This notebook demonstrates using the AutoML API for Language Sentiment.
The audience for this notebook are software engineers (SWE) with limited experience in machine learning (ML).
One should be familar with:
- Python 3.X
- Google Cloud Platform (GCP) and using GCP buckets.
- Concept of Natural Language Processing for Sentiment Analysis.
This notebook using the Kaggle dataset for PetFinder Adoption Prediction, located at:
https://www.kaggle.com/c/petfinder-adoption-prediction/data
From the Kaggle web page, you will need to select the Download for train_sentiment_zip. Once downloaded to your laptop, you will need to unzip the folder. Once unzipped, there will be a subfolder named train_sentiment, which will contain several JSON files, each of which is a subset of instances (examples).
Each instance will contain:
text.content - text description by the owner
sentiment.score - how favorable the description is (between 0 and 1 in increments of 0.1
The objective of this tutorial is to learn how to use the AutoML API to train a model for sentiment analysis, deploy the model and do predictions using a gRPC or REST API interface.

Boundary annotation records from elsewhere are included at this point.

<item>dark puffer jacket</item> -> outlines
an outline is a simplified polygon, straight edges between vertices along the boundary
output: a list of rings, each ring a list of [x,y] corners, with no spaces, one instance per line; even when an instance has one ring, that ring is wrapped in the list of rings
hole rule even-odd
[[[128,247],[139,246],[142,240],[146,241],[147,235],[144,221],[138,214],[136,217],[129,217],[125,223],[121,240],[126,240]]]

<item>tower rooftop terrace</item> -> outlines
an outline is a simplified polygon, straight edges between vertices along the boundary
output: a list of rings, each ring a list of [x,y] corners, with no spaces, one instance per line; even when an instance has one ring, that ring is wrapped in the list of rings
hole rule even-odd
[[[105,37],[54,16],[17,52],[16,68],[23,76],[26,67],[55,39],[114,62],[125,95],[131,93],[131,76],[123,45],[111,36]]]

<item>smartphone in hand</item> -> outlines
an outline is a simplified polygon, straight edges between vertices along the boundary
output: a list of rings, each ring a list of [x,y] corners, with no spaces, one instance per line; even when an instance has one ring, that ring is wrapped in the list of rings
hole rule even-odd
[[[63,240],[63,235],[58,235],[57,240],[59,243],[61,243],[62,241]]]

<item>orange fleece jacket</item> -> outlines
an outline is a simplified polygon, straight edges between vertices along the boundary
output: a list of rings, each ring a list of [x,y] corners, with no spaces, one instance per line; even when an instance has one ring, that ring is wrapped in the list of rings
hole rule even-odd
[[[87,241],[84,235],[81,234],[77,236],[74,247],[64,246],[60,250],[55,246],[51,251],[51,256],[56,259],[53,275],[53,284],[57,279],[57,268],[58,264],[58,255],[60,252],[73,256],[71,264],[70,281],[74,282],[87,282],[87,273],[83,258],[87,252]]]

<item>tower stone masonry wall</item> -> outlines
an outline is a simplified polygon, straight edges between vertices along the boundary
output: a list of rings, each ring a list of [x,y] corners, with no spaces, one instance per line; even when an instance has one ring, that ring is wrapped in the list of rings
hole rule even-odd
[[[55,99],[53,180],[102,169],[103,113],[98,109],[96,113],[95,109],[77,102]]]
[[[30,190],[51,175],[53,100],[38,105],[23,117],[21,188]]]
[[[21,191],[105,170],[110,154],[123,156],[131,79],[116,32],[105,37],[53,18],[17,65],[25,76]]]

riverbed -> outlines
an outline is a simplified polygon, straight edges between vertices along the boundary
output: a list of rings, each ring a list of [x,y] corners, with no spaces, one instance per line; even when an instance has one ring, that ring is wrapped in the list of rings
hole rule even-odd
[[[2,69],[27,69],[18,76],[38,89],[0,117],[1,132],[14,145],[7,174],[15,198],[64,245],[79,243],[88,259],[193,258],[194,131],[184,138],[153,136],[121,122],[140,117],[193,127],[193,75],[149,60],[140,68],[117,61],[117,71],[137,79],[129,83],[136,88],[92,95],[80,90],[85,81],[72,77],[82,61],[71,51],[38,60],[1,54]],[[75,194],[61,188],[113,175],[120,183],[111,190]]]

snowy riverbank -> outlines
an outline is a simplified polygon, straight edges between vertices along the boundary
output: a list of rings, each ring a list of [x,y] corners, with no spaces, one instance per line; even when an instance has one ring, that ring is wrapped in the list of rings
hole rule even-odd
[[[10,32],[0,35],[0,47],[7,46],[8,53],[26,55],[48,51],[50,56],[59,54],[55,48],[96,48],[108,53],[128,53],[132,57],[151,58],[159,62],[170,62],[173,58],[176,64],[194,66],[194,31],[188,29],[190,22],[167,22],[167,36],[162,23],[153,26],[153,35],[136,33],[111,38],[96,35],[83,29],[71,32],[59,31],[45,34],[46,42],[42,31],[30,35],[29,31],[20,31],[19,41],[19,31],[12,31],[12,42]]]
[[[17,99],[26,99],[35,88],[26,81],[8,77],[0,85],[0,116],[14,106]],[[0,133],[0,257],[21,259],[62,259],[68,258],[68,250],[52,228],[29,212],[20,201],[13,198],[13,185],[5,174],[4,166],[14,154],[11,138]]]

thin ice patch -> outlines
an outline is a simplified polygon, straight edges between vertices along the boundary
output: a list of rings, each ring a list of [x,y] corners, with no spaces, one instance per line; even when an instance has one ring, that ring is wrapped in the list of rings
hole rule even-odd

This tutorial uses billable components of AutoML Language.
Learn about AutoML Language Pricing
If you are using Colab or AI Platform Notebooks, your environment already meets all the requirements to run this notebook. You can skip this step.
Otherwise, make sure your environment meets this notebook's requirements. You need the following:
The Google Cloud guide to Setting up a Python development environment and the Jupyter installation guide provide detailed instructions for meeting these requirements. The following steps provide a condensed set of instructions:
Install AutoML SDK using the pip install google-cloud-automl
command in a shell.
Install virtualenv and create a virtual environment that uses Python 3.
Activate that environment and run pip install jupyter
in a shell to install
Jupyter.
Run jupyter notebook
in a shell to launch Jupyter.
Open this notebook in the Jupyter Notebook Dashboard.
The following steps are required, regardless of your notebook environment.
Enter your project ID in the cell below. Then run the cell to make sure the Cloud SDK uses the right project for all the commands in this notebook.
Note: Jupyter runs lines prefixed with !
as shell commands, and it interpolates Python variables prefixed with $
into these commands.
Jupyter runs lines prefixed with %
as automagic commands, which are interpreted within your IPython session. Automagic commands include %ls
, %pwd
, %env
and %pip
for example.
In [ ]:
PROJECT_ID = "[your-project-id]" #@param {type:"string"}
#ANDY
PROJECT_ID="andy-1234-221921"
!gcloud config set project $PROJECT_ID
If you are using AI Platform Notebooks, your environment is already authenticated. Skip this step.
If you are using Colab, run the cell below and follow the instructions when prompted to authenticate your account via oAuth.
Otherwise, follow these steps:
In the GCP Console, go to the Create service account key page.
From the Service account drop-down list, select New service account.
In the Service account name field, enter a name.
From the Role drop-down list, select Machine Learning Engine > AI Platform Admin and Storage > Storage Object Admin.
Click Create. A JSON file that contains your key downloads to your local environment.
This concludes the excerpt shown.